Panasonic Lumix GM1 and 12-32mm Pancake Zoom
When the Sony A7 and A7R were announced, a lot of reactionary bloggers started sounding the death knell for Micro 4/3. Why, they said, would anyone opt for Micro 4/3 when you could get a body the same size as the OM-D E-M1, but with a full frame sensor? Well, price and the massive and awesome Micro 4/3 lens lineup aside, Panasonic came back with an answer the very next day. Size.
Sony may have shrunk the full frame camera, but it’s hard to shrink the lenses, and Panasonic proved that you could provide a quality interchangeable lens camera and make it extremely small. The new Panasonic GM1 is the smallest Micro 4/3 camera ever made (by a relatively big margin too), and the body is slightly smaller than Sony’s tiny RX100 compact camera. The camera is about as small as a Micro 4/3 camera can be made, as the height is equal to the size of the Micro 4/3 lens mount, with a slim and tiny body attached. They put the outstanding sensor from the Panasonic GX7 into this little body, so image quality should be outstanding.
To keep the overall size small, they also released a remarkable pancake zoom with a surprising wide end of 12mm. The Panasonic 12-32mm f/3.5-5.6 is nearly the size of the super-tiny Panasonic 14mm f/2.5 pancake lens. The result is a camera with excellent image quality that can easily fit in a jacket pocket.

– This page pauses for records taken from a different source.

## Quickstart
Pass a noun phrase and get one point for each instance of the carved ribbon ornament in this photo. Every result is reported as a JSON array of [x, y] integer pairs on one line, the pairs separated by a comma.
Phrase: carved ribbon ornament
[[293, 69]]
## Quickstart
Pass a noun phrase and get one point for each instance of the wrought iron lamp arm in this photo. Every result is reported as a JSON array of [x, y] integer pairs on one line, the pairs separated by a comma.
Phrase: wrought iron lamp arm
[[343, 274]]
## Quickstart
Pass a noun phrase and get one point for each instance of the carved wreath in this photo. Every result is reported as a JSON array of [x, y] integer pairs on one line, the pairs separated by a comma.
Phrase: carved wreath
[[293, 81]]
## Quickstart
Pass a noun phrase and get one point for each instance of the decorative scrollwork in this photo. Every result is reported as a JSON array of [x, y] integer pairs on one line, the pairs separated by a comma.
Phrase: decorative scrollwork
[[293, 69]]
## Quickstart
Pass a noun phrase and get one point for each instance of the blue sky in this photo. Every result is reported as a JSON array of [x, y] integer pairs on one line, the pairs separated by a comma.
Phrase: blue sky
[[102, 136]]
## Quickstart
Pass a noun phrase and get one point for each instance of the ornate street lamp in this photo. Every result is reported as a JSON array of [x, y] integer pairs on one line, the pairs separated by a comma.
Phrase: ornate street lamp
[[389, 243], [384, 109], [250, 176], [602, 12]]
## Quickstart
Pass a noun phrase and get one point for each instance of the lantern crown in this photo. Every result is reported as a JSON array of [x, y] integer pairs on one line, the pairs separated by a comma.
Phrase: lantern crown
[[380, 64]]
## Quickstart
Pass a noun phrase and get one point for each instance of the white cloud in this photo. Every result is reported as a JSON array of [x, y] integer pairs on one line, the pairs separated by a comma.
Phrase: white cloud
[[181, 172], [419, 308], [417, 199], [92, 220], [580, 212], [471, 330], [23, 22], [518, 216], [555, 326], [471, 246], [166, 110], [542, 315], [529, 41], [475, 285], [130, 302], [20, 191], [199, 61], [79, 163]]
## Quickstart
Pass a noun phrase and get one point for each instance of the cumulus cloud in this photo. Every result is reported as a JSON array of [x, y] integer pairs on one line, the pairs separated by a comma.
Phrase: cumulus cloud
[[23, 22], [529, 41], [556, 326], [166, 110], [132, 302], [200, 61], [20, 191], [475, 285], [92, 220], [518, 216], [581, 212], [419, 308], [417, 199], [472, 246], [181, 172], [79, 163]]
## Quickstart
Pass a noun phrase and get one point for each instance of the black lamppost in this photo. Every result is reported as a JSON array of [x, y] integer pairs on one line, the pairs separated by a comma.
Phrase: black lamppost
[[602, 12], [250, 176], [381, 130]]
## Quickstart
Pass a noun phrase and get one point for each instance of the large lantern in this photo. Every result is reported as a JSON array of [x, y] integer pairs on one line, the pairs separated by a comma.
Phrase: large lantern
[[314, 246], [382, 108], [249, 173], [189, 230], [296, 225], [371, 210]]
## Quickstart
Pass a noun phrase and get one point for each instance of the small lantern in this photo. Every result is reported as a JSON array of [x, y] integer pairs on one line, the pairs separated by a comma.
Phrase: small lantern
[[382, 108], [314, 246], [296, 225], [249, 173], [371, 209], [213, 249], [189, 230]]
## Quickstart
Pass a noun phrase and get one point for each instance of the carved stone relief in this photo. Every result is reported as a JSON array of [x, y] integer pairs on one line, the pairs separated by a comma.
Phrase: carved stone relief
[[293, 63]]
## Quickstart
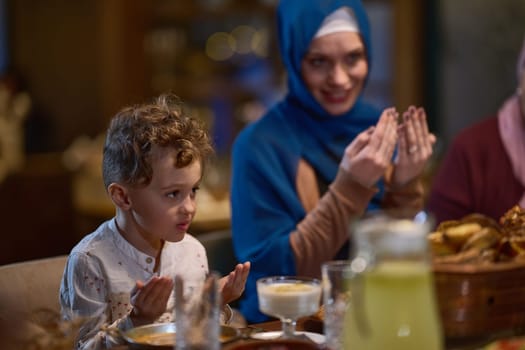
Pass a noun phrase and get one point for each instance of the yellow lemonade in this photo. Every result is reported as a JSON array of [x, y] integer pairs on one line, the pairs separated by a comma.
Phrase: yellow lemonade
[[393, 308]]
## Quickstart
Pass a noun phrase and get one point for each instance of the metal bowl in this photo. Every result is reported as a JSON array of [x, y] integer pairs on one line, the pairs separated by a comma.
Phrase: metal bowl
[[162, 336]]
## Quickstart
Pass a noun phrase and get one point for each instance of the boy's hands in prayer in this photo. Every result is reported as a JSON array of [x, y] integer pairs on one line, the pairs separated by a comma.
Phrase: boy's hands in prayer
[[232, 285], [149, 299]]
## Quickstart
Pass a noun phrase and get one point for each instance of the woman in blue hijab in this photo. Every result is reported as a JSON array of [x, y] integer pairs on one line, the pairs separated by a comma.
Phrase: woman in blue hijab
[[321, 156]]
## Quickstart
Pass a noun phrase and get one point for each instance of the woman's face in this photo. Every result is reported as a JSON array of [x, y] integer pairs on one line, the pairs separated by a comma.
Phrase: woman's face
[[334, 70]]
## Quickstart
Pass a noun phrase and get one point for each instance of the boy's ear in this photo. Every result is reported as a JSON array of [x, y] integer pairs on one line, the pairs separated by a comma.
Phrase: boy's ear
[[119, 195]]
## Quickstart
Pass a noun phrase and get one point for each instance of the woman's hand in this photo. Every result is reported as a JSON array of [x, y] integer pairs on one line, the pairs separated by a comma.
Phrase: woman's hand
[[414, 146], [370, 153], [232, 285], [149, 299]]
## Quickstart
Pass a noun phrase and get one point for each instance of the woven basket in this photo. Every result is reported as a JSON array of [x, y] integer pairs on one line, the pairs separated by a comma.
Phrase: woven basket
[[480, 300]]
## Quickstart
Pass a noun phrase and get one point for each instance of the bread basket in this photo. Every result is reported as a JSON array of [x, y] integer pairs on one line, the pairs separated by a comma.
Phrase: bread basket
[[480, 300]]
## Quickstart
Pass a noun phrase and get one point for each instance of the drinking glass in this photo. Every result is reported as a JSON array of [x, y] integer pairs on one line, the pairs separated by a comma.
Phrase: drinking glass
[[197, 314], [336, 278], [288, 298]]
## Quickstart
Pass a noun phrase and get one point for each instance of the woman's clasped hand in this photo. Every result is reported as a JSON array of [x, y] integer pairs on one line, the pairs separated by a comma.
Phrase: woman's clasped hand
[[371, 153]]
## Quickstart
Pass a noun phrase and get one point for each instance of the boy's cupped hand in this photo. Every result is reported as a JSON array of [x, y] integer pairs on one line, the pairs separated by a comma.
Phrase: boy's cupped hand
[[149, 299], [232, 285]]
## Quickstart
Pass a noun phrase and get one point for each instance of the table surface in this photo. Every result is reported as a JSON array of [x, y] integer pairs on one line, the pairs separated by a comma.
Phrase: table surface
[[313, 324]]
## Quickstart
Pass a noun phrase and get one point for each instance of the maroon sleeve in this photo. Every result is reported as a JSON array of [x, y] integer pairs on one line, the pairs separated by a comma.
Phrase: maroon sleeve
[[450, 196]]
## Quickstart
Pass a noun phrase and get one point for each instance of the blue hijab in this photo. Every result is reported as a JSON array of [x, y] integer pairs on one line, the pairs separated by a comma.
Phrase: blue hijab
[[265, 204]]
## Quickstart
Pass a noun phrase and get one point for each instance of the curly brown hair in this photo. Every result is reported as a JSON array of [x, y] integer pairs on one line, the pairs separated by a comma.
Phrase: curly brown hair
[[134, 130]]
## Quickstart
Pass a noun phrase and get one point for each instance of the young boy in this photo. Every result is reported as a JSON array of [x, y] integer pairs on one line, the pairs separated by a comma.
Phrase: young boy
[[122, 274]]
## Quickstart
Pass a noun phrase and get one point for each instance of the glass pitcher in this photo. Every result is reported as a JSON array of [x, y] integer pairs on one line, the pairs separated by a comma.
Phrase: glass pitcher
[[393, 300]]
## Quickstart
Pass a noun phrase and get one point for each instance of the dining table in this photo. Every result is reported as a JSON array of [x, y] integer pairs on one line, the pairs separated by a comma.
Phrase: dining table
[[315, 325]]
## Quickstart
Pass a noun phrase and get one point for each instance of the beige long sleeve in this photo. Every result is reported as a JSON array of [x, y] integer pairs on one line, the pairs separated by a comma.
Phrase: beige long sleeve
[[325, 228]]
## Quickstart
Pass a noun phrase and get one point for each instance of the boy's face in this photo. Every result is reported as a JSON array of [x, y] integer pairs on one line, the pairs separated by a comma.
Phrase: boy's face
[[165, 208]]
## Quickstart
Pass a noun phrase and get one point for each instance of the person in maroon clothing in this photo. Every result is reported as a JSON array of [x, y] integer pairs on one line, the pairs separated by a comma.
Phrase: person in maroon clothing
[[484, 169]]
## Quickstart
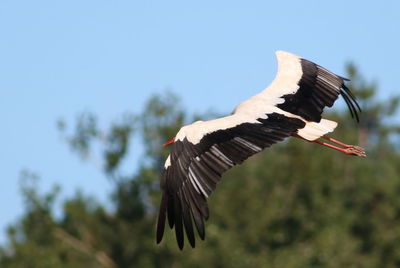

The GM1 isn’t a cheaply built product either. Panasonic built it solidly of metal and provided as many direct controls as was feasible given the tiny size. The 12-32mm has MTFs that show it to be the best kit zoom released for the Micro 4/3 system, which is saying something given the excellent optics of the Panasonic 14-45mm. This is a camera that won’t cater to everyone, but certainly proves that Micro 4/3 can provide extremely small size while still maintaining excellent image quality.